Di balik peringatan ini adalah prinsip bahwa ASN harus menyadari tanggung jawabnya sebagai pelayan masyarakat. Nilai-nilai seperti kesederhanaan, kerendahan hati, dan menghindari konflik kepentingan adalah inti yang harus dipegang teguh. Kebiasaan nongkrong di kafe mewah, jika dilakukan berlebihan dan mencerminkan kehidupan di luar batas kewajaran finansial, dianggap tidak etis bagi seseorang yang gajinya berasal dari uang rakyat. Tindakan disipliner yang konkret atas dasar pelanggaran etika dapat memperkuat integritas Kemenkeu di mata publik.

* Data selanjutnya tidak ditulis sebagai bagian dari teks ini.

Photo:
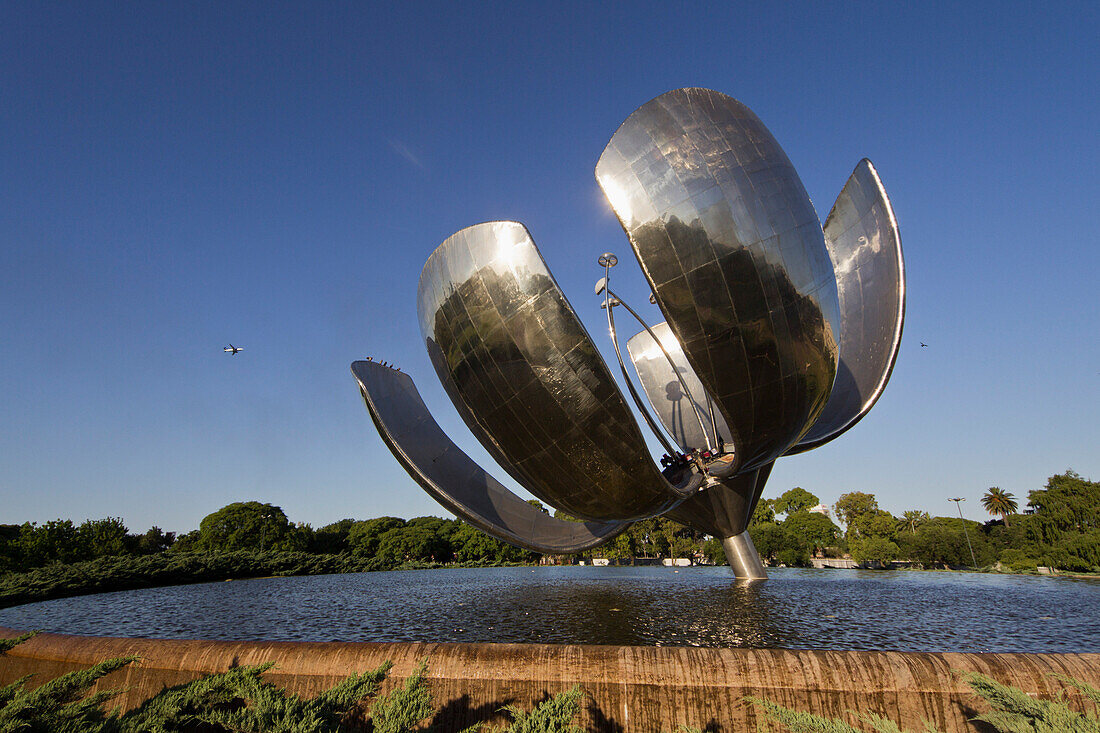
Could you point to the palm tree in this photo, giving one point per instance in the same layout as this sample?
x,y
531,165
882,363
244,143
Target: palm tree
x,y
1000,502
913,518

Tindakan tegas pejabat Kemenkeu ini adalah wujud nyata komitmen institusi menjaga kepercayaan publik. Di tengah sorotan masyarakat terhadap birokrasi, langkah tegas dan tidak pandang bulu seperti ini sangat dibutuhkan. Dengan demikian, ancaman pemecatan terhadap pegawai yang menampilkan gaya hidup mewah bukan hanya tentang kopi dan kafe, tetapi tentang penegakan martabat ASN dan upaya memulihkan citra institusi sebagai pelayan rakyat yang berintegritas dan patut dicontoh.